— Минуточка, по-ихнему, лет десять, а то и пятнадцать. Допрос был?

— Анкету заполняли, проверили документы, обыскали…

— Романа, стало быть, еще не писали?

— Простите, не понимаю…

— Ладно, скоро поймете. Меня зовут Сахновский, я помощник нашего старосты. Вам пока придется приткнуться на полу у дверей, нары предоставляются по мере накопления тюремного стаже. Недели две помучаетесь в общей куче, а потом в полное удовольствие, как в гостинице, вдвоем на коечке — валетом. Вопросы есть?

Петриков подумал и спросил:

— Вы сказали, что помощник старосты. Могу я узнать, кто староста?

— Староста у нас вон тот, полный, видите? Мартынов Алексей Федорович, авиаконструктор. Слыхали о таком?

— Еще бы! — с уважением сказал Петриков. — Кто же не знает — знаменитость! Неужто и его тоже?.. Вот не ожидал — здесь познакомиться! Такая, можно сказать, фигура!

— Говорю вам, народ как народ — люди… Еще порадуетесь, что попали к нам. Садитесь и отдыхайте, пока не вызвали на допрос.

Сахновский возвратился к Мартынову и присел рядом.

— Напрасно не подошли, — сказал он. — От этого директора духами несет — роскошь! Хоть бы подышали старыми запахами.

— Лицо у него нехорошее, — отозвался Мартынов. — Холеное, самодовольное…

— Рожа не первого сорта. Да ведь человек не только из рожи состоит.

Мартынов поднялся.

— Подойти надо. Он, конечно, осведомлен, что происходит в мире.

Петриков, усевшись на полу, с охотой рассказывал политические новости. Комедия невмешательства в испанские дела продолжается, Франко постепенно заглатывает Испанию. Гитлер сожрал Австрию, теперь точит зубы на Чехословакию — видимо, со дня на день отхватит у чехов солидный кусище. В газетах пишут, что у него появились сверхмощные самолеты, так и формулируется: «Гитлер над Европой». По всему — большая война на носу.

Мартынов лежал с Сахновским валетом на одних нарах.

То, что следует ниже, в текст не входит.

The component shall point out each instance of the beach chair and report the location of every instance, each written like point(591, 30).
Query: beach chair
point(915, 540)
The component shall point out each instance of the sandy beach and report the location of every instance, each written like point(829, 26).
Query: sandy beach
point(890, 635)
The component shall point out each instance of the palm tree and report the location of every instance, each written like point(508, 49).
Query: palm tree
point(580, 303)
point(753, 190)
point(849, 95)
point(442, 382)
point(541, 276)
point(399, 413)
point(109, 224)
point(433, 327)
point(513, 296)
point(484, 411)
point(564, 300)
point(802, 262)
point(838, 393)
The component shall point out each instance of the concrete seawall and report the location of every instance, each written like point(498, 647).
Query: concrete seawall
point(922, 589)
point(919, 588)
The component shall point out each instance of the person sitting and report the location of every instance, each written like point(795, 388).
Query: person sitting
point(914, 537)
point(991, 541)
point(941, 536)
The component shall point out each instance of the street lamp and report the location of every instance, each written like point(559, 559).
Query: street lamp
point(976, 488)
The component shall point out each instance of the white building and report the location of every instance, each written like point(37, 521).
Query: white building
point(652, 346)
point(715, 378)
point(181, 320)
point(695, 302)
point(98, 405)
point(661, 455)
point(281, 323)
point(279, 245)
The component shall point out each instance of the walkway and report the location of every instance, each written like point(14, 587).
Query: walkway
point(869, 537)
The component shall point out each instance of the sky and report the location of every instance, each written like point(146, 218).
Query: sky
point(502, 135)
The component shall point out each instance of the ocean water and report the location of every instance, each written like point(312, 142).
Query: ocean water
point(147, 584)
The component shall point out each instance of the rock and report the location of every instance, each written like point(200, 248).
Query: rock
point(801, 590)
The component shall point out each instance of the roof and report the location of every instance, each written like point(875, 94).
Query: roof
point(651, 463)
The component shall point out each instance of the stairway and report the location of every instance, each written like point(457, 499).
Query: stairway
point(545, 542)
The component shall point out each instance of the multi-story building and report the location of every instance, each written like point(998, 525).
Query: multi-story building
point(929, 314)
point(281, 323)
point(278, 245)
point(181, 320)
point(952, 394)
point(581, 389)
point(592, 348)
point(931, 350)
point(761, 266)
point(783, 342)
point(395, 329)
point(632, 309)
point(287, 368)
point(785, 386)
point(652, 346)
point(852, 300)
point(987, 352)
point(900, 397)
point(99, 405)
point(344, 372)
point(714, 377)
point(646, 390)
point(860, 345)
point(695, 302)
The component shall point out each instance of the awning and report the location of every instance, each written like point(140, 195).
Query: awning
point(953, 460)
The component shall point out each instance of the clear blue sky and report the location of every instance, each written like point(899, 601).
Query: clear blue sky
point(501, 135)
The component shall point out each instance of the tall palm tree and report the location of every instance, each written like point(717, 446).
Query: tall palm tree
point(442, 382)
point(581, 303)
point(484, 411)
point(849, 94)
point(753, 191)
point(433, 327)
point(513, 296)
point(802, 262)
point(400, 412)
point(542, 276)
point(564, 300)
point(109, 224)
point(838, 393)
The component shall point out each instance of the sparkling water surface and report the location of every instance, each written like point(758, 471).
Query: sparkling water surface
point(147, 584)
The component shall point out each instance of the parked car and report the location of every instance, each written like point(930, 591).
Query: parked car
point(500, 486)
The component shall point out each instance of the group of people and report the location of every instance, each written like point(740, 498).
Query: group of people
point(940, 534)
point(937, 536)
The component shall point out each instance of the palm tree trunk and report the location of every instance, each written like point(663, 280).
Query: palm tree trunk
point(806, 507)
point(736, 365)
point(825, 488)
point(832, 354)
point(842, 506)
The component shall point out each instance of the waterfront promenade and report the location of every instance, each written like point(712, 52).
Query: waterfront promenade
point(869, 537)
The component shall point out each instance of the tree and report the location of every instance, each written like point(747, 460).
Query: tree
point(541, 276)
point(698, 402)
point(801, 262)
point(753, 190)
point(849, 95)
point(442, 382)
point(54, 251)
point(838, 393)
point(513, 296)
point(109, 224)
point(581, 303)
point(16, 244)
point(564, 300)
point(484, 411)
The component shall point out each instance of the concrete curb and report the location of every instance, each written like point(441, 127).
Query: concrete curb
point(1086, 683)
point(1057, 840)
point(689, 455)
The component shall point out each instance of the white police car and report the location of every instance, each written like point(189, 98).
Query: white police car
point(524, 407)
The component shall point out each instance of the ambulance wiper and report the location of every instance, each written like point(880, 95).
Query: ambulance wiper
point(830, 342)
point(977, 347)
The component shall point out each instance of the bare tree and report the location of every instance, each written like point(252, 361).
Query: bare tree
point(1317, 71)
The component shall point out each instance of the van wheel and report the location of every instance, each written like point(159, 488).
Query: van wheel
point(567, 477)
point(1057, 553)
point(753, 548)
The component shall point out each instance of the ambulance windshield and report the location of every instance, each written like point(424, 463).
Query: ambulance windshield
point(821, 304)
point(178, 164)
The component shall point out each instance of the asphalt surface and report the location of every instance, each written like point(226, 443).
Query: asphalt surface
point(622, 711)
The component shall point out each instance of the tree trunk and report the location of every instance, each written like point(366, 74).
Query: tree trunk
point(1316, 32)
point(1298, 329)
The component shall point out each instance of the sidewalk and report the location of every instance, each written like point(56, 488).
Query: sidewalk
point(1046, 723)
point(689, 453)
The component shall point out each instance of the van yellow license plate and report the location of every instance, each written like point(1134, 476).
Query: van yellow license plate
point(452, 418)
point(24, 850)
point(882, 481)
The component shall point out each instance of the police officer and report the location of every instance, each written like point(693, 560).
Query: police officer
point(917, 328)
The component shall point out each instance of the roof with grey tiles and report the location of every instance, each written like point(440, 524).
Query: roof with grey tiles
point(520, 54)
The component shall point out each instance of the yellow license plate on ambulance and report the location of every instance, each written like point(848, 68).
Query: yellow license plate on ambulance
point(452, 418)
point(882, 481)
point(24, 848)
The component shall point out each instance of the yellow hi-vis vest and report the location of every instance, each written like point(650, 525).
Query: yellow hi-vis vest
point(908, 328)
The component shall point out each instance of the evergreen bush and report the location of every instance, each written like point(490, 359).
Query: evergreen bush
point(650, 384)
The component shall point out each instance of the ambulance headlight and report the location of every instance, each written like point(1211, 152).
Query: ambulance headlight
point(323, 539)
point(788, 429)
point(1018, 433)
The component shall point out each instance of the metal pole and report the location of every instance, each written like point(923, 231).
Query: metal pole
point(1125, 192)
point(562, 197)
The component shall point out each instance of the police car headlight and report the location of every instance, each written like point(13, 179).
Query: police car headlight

Ночью становилось так душно, что некоторые просыпались от учащенной толкотни пульса. Сахновский, проснувшись за полночь, заметил, что Мартынов не спит. Он окликнул старосту:

— О чем, Алексей Федорыч?

— Да так, — сказал Мартынов. Он заложил руки за голову и задумчиво смотрел на низенький грязный потолок. — Надо бы нам по-научному определить вонь в камере. Я придумываю математические единицы для оценки духоты атмосферы…

Сахновский сел около Мартынова, постаравшись не задеть ногой лежащего под нарой новичка.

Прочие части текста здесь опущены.